Christian Charity Survey: Parents Say Debt Affects Ability to Provide for Children

(Photo Credit: Liz Hingley/Save the Children)A man walks with his children in Birminghan, England in an undated photo.

Sixty-one percent of people with children say debt affects their ability to provide for their offspring, according to a new survey by a Christian debt counseling agency.

UK-based Christians Against Poverty (CAP) on Wednesday released figures from a survey of 1,500 of its clients to ask them how life was before they sought help.

In the survey, 18 percent of people in debt said they were unable to feed their children adequately and more than half said they could not clothe them properly. The previously unpublished information comes as another charity, Save the Children, issued its 2012 report.

"Parents on low incomes can so easily fall into debt. It just takes something like a broken washing machine and a bit of easy credit and a bit of easy credit and within weeks that family finds themselves servicing a debt with the little they have.

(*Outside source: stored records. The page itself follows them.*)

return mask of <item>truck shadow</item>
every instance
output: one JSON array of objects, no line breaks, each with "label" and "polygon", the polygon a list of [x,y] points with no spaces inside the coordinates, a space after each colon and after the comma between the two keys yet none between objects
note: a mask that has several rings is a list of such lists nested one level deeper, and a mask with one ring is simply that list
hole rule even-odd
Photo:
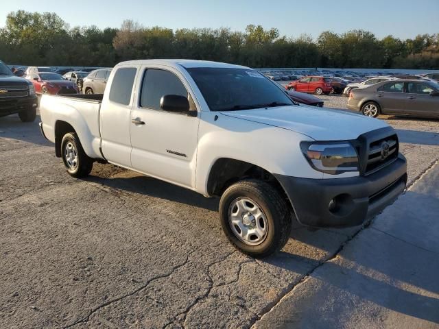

That escalating pressure can have a very destructive impact on the whole family which means children suffer too," said Matt Barlow, CAP's Chief Executive.

Separately, a report by another UK-based charity, Save the Children, found one of eight of the UK's poorest children go without at least one hot meal per day.

There are an estimated 3.5 million children living in poverty in the nation Of those, 1.6 million are in severe poverty, with that figure expected to rise by 400,000 by 2015.

Save the Children asked parents to indicate their income and broke the results down by three income groups:

- Those reporting annual incomes of £0–£16,999 (US $27,093) (categorized as 'living in poverty'/'being on a low income' for the purposes of the report, as £17,000 is similar to the poverty line for a family of four).

- Those reporting annual incomes of £17,000– £29,999 (47,812) (classed as being on 'modest incomes' for the purposes of the report).

- Those reporting annual incomes of £30,000 and above (classed as 'better-off'/'more affluent households' for the purposes of the report).